Talend Cloud Data Preparation atop Talend Cloud Data Inventory - Cloud

Talend Cloud Data Preparation User Guide

Version
Cloud
Language
English
Product
Talend Cloud
Module
Talend Data Preparation
Content
Administration and Monitoring > Managing connections
Data Quality and Preparation > Cleansing data
Data Quality and Preparation > Managing datasets
Last publication date
2024-03-22

The common inventory of datasets for Talend Cloud Data Inventory, Talend Cloud Pipeline Designer and Talend Cloud Data Preparation, brings a unified experience across the Talend Cloud applications.

Even if you are not subscribed to standalone Talend Cloud Data Inventory application, you will be able to benefit from several new features and improvements in your Talend Cloud Data Preparation experience, compared to the hybrid and on-premises versions, because of the common architecture.

These additions will have an impact on your Talend Cloud Data Preparation usage since they bring new concepts as well. Here are the most notable changes:

  • New concept of reusable connections

    To create a remote dataset, stored in Salesforce or Amazon S3 for example, you would usually use the Add dataset button, select the platform, and enter your connection information each time. Now you can set up this connection information only once, save it as a reusable Connection, and reuse it to create new datasets any time. These connections to your datastores are listed in the new Connections tab.

    Connections tab opened.
  • Extended native connectivity

    A whole new range of connection types is now available natively in the application. Create preparations on datasets from databases, file systems, distributed systems, platforms and more. For the full list of sources that you can connect to, see the List of supported connectors.

    However, keep in mind that Talend Cloud Data Preparation does not support hierarchical formats and does not support streaming.

  • Direct upload for local files

    In the Datasets page, a new Drop a file or browse button is available, allowing you to quickly and easily import your local files. You can either drag and drop your file on the datasets page, or browse using the explorer. A form then opens where you can set some configuration for the dataset, or just Auto-detect the parameters.

    Drop your file anywhere button illustrated.
  • New indicators in the dataset list

    When opening your list of datasets, you will notice new columns, containing new indicators.

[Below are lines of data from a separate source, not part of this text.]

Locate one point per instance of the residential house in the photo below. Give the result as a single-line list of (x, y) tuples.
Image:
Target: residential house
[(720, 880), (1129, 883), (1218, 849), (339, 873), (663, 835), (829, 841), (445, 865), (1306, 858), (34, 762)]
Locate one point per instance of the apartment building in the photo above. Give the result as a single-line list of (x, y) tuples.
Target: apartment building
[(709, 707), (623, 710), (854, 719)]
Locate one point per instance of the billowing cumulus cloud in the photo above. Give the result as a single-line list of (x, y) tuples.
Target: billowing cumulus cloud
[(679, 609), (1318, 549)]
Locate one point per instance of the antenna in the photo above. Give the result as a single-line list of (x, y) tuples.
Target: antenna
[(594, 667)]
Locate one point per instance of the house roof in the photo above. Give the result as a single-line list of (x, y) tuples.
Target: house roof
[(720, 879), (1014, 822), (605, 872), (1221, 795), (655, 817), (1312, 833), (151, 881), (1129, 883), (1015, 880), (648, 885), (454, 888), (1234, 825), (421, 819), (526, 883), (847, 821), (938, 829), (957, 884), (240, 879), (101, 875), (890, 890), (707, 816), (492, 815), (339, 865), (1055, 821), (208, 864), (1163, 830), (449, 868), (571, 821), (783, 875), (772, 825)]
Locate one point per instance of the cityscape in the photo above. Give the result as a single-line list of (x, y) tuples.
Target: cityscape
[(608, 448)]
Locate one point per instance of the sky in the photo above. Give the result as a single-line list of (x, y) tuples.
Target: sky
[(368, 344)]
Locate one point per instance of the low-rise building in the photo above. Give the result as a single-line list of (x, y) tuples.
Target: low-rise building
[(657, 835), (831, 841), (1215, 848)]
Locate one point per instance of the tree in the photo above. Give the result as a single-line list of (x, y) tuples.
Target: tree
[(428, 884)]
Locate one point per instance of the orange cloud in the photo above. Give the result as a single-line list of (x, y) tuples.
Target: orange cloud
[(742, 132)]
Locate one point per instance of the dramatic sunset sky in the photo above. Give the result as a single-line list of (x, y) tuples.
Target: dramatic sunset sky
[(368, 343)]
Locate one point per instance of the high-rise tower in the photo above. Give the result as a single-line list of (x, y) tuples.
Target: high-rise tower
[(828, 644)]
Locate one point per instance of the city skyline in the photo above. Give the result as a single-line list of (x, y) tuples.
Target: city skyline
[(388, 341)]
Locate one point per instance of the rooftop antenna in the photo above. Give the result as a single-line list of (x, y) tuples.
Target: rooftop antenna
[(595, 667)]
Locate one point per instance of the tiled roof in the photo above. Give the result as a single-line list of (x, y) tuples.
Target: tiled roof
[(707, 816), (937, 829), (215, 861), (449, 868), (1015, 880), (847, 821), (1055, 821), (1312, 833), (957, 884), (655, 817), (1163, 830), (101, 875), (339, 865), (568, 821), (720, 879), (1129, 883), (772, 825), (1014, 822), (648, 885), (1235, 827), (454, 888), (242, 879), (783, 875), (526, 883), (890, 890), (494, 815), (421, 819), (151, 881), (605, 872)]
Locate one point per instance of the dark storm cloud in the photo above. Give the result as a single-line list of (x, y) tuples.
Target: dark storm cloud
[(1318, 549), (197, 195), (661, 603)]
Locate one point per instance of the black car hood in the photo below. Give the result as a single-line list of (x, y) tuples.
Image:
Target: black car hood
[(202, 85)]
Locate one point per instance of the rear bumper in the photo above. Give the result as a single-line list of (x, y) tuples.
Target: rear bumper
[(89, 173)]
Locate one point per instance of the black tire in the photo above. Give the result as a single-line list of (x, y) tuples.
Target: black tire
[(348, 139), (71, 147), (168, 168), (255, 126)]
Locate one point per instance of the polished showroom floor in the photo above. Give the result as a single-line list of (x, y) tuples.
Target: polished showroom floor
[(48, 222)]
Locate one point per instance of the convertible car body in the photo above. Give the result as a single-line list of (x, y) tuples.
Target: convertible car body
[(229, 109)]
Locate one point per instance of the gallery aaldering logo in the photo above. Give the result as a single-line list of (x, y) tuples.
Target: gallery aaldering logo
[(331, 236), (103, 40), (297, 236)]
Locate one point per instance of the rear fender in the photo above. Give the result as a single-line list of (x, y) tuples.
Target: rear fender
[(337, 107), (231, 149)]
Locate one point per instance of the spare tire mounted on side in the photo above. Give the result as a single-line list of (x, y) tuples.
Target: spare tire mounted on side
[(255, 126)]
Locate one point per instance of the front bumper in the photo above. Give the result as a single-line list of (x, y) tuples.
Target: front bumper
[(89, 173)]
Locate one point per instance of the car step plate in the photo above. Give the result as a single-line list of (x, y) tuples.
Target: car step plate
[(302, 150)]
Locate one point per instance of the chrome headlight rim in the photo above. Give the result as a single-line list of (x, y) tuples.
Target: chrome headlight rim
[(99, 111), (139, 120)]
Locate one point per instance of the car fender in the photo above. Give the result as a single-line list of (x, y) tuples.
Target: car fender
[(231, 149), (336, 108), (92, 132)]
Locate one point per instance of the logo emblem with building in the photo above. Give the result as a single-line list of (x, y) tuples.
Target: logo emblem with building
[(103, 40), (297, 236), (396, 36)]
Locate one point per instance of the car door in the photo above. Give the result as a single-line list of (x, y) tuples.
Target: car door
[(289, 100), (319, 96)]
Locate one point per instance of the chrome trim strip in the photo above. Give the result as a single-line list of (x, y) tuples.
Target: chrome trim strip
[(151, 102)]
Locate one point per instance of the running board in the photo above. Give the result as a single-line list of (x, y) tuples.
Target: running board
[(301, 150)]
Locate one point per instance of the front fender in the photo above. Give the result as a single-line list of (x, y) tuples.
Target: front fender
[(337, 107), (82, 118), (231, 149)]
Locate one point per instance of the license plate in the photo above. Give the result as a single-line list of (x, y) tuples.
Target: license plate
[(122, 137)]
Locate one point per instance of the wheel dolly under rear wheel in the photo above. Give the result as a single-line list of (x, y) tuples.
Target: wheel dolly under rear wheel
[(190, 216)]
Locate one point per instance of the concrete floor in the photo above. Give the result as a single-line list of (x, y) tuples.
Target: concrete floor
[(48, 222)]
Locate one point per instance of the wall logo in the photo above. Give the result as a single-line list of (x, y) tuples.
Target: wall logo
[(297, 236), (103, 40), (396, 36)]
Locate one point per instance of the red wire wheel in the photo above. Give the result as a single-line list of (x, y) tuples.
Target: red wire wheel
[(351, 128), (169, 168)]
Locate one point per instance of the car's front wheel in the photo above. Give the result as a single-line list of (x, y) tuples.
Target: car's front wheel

    New indicators in the dataset list showed.
    • First of all, a quality bar detailing the repartition of empty, valid, and invalid records across the dataset. Hover over each color to access the exact percentage and records number.
    • In addition, a new feature in the application allows you to apply a rating score on the dataset based on its quality and other personal criteria. The rating score that you can see in the dataset list is an average of the scores applied by all the users who have access to the dataset.
    • Finally, the trust score, represented by the shields icon, give you at a glance an overall score of the quality and completeness of your dataset. It aggregates several indicators such as the quality itself, or the presence of a rating score or certification.
  • More flexible sharing

    The new sharing dialog allows you to assign a role to other users when sharing connections, datasets, or preparation folders with other users. The Viewer, Editor, or Owner roles all come with different levels of permissions on the actions that can be performed on shared objects. To assign a specific role to a collaborator, open the sharing dialog, select the user or group you want to share your object with, and click Add as....

    The role you have assigned someone can be updated anytime, and you can even remove yourself from the list of contributors on a specific shared object.

    Add as... drop-down list opened.
  • Creating a preparation

    Using the Add dataset button, you can create a dataset when you are creating a preparation.

    One dataset selected.

    However another way to easily create preparation has been introduced. Directly from your list of datasets, hover over a dataset and select the Talend Cloud Data Preparation icon. Click Add to start cleansing your data right away.

    Talend Cloud Data Preparation icon selected.
  • Dataset provenance and destination

    In addition to its role as preparation creation shortcut, the Talend Cloud Data Preparation button that appears when pointing your mouse over a dataset has another useful purpose. When you click this icon for a given dataset, you will be able to see all the preparations that have been created from it, along with their creator, giving you more insight on how your data is used.

    Talend Cloud Data Preparation icon selected.
  • Removal of live datasets

    Given the extended native connectivity and features brought by this release, creating and using live datasets will not be possible anymore. All existing live datasets are now unusable.

  • Make line as header

    This function will not be available from the functions panel of your preparations anymore. Instead, you can select which row to use as header for your dataset in the dataset properties at import time.

  • Excel files with multiple worksheets

    When uploading an excel file that contains multiple sheets, only the first one will be imported by default, but you can choose which sheet to import in the dataset creation form. However, the Auto-detect feature is not supported for such files.